My history with AOE2 goes back to when I was a kid and my brother bought the game. Back then I thought it was the coolest game even though I struggled pretty greatly due to a real lack of literacy.

But many years ago I had mostly forgotten about the game, there was a brief moment I played with a couple friends my freshman year of college but that quickly fizzled out.

More recently, I happened upon some videos of people playing competitively. I was pretty shocked to see that there were plenty of people still interested in this game. After watching some videos and streams of competitive matches, I decided I wanted to give a try at the game again. This time though I was much better prepared (being above the age of 10 helps a lot).

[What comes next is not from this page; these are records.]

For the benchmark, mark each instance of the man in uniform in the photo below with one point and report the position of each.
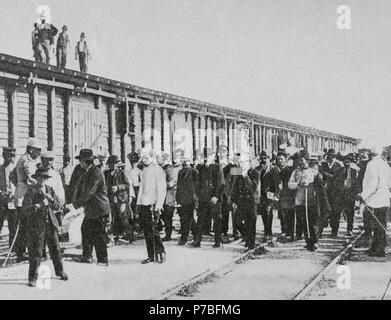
(25, 168)
(120, 191)
(47, 34)
(82, 53)
(62, 47)
(346, 193)
(7, 190)
(376, 196)
(211, 186)
(150, 199)
(329, 170)
(102, 159)
(172, 179)
(39, 204)
(91, 194)
(304, 181)
(266, 204)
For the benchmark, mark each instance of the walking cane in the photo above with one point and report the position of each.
(12, 245)
(373, 215)
(306, 212)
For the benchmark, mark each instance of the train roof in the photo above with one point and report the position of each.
(26, 71)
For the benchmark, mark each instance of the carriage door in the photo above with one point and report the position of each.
(86, 130)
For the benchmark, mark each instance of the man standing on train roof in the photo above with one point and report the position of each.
(150, 200)
(102, 159)
(47, 33)
(211, 185)
(62, 47)
(35, 43)
(82, 53)
(7, 188)
(376, 196)
(24, 170)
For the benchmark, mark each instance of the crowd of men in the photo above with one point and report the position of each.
(210, 193)
(43, 40)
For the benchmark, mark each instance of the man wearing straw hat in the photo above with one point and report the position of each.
(152, 194)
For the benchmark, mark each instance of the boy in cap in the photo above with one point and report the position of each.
(62, 47)
(39, 205)
(24, 170)
(7, 189)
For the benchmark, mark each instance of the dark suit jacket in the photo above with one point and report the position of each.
(210, 182)
(36, 218)
(91, 193)
(187, 187)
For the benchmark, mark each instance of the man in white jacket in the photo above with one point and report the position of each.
(152, 194)
(376, 195)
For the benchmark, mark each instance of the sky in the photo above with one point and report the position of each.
(282, 59)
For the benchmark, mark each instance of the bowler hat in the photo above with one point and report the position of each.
(85, 154)
(41, 172)
(113, 159)
(47, 155)
(263, 154)
(34, 143)
(9, 151)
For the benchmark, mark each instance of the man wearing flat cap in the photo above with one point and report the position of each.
(90, 192)
(39, 204)
(24, 170)
(7, 190)
(62, 47)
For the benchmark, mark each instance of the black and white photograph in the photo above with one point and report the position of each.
(176, 151)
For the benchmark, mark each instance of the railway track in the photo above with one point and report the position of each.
(309, 286)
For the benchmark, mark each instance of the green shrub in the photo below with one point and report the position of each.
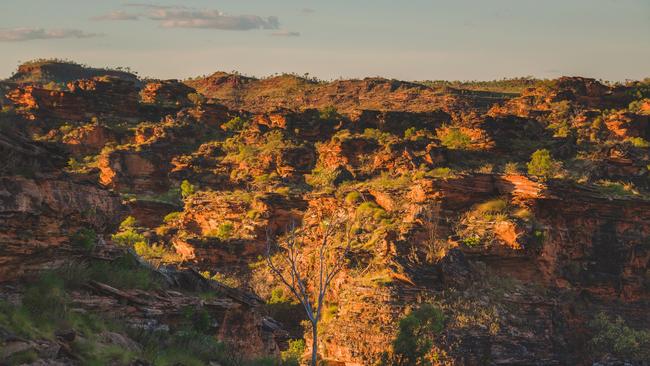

After practicing a bit against the computer and reading up on build orders and other tips I decided to dip into the ranked ladder.

AOE2:DE uses an Elo system to rank players and try to mat together with similar skill. Elo gives you a certain number of points, winning increases your points, losing decreases your points. There are some cool websites and tools people have made that track some of the data that you can pull from all of this. The most popular is probably aoe2.net. This website tracks all the online matches, and keeps track of all the wins/losses for a given person.

aoe2.net plot

Above is my Elo ranking over time. Initially I started at ~800-900 elo and quickly found that those people were too good for me and dropped down. I don’t play too often so I stayed pretty low until a more recent resurgence. Anyways, looking at this I thought I could do a lot better. The time axis really makes things sloppy once I play a couple or more games in a single day. Additionally there is a lot more information than just my Elo that I wanted to track and look into. So this is my path to doing just that.

Scraping That Data

Luckily, aoe2.net has a pretty friendly API that I could use to scrape all the data from my matches. The bright side is it returns basically anything I would want to know about a match, and does this for every single match I’ve played up to that point.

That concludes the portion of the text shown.